De infanterie wil altijd dat wij iets van hun corvee doen, maar wij werken al hard genoeg onder de grond. Wij zijn niet bereid loopgraven aan te leggen, dat mag je zonder meer aannemen. We hebben wel een handje geholpen met het ingraven van telefoonkabels, maar meer doen we niet. Nu worden een paar van hen op corvee gestuurd om ons te helpen. Zo mag ik het zien!
We moesten acht kilometer achter het front terugmarcheren om te baden, terwijl we de dag daarvoor ook een bad hadden gehad. Daar werd flink over gekankerd, dat mag je geloven. Wat heeft het voor zin om je te wassen als je geen schone kleren hebt om aan te trekken, als je je oude goed moet aandoen, dat vol ‘bezoek’ zit. Maar het was wel een goed bad, met veel warm water, en een warme douche. En daarna waren de mannen heel tevreden, want we kregen even rust en er was een café met bier. We kregen flink op onze kop van de sergeant toen we terugkwamen, maar het was de moeite waard.
Jij schrijft dat je geen nieuws hebt, en dat ik jouw brieven wel saai zal vinden, maar dat is niet zo.
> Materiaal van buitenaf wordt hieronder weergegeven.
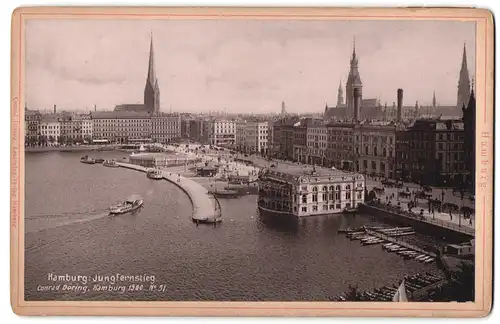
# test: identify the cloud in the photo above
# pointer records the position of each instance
(243, 65)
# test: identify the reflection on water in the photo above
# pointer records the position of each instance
(247, 257)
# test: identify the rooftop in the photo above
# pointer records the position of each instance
(296, 170)
(118, 114)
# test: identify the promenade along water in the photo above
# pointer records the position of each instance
(247, 257)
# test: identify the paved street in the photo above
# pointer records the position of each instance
(445, 195)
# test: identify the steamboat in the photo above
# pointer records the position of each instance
(298, 191)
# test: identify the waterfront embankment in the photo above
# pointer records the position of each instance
(204, 204)
(80, 148)
(431, 226)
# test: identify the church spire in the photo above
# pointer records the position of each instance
(463, 82)
(151, 65)
(354, 60)
(464, 58)
(340, 95)
(152, 89)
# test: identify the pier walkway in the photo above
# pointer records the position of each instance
(204, 204)
(400, 242)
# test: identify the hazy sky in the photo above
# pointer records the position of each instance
(241, 65)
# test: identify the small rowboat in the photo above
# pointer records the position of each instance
(130, 204)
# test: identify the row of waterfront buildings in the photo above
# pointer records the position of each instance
(360, 135)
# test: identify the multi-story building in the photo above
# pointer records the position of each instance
(222, 132)
(165, 128)
(340, 146)
(196, 131)
(252, 137)
(50, 130)
(317, 142)
(283, 138)
(374, 148)
(32, 120)
(256, 137)
(450, 153)
(240, 137)
(298, 190)
(121, 126)
(83, 128)
(431, 151)
(300, 143)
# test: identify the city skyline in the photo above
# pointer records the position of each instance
(217, 65)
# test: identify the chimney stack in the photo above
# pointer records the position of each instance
(400, 105)
(356, 104)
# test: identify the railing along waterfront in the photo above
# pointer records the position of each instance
(457, 228)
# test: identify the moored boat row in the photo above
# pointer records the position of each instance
(154, 174)
(110, 163)
(415, 283)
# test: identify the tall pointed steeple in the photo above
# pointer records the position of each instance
(340, 95)
(463, 82)
(353, 82)
(151, 64)
(469, 119)
(152, 89)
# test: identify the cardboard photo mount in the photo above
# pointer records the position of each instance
(484, 85)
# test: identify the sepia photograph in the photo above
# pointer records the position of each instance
(273, 160)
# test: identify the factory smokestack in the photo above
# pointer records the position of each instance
(400, 105)
(356, 104)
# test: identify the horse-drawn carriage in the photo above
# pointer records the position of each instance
(403, 194)
(422, 195)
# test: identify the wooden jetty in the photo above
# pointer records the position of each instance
(400, 243)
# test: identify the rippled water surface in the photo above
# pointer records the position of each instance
(247, 257)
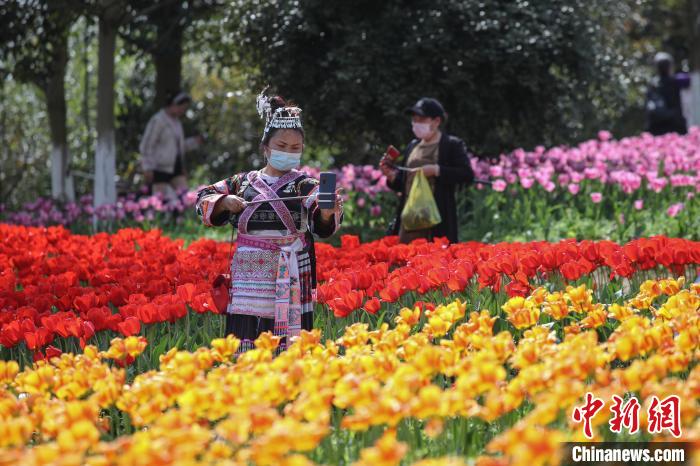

We snakken naar bericht van thuis. Dat is het enige waar we aan denken: thuis, thuis, thuis.
Ik denk ook heel wat aan de jongen. Ik moet zeggen dat het me moeite kost om opgewekt te blijven. Op de zondagen is er een dienst, en de preek is altijd interessant. Vorige week vertelde de aalmoezenier het verhaal van de Verloren Zoon, van die rijke man die twee zonen had, en een van hen ging het slechte pad op, maar toen hij terugkwam naar huis, slachtte zijn vader het gemeste kalf voor hem. Ik had ook het allerbeste voor John willen doen, maar het heeft niet zo mogen zijn.
Ik doe mijn best om opgewekt te zijn, en jij moet je geen zorgen over mij maken. Bedank miss Hubbard alsjeblieft voor haar groeten. Schrijf me gauw. Je liefhebbende Jack.